Ayer cuando llegué del trabajo abrí las tres ventanas inmensas que tiene mi nuevo hogar, para ventilar un poco, y entré a bañarme. Cuando salí del baño me tropecé con una caja, y supe que era hora de desembalar algunas cosas y poner un poco de orden en la nueva morada.
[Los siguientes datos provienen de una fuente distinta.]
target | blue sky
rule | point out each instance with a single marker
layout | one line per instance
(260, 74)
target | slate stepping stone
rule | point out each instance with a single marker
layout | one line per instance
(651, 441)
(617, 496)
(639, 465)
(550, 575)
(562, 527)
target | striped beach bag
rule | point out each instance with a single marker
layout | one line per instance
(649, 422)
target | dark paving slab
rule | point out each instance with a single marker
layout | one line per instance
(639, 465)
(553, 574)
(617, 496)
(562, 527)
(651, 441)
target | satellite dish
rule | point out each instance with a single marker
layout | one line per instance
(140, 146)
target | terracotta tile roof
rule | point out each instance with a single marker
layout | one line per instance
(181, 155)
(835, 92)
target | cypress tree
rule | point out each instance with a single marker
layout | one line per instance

La tarea de desembalaje es soporífera, y más para mí, que soy ansiosa: en vez de abrir una caja, abro tres o cuatro, desparramo todo y cuando tengo todo desperdigado quiero largarme a llorar porque ya estoy aburrida, cansada y abrumada. Para combatir las crisis de desembalaje encontré el remedio perfecto: darle play a la lista de música de la vergüenza (que incluye hitazos de Rita Pavone, Raffaella Carrá, Sergio Denis y Xuxa, entre otros innombrables) y ordenar al son de la música, imaginando públicos inexistentes que piden “¡Otra! ¡Otra!” y baten palmas sin cesar. Entonces, le di play a la lista, y empecé a ordenar con una energía inimaginable, y una cantidad de ropa mínima: musculosa y bombacha.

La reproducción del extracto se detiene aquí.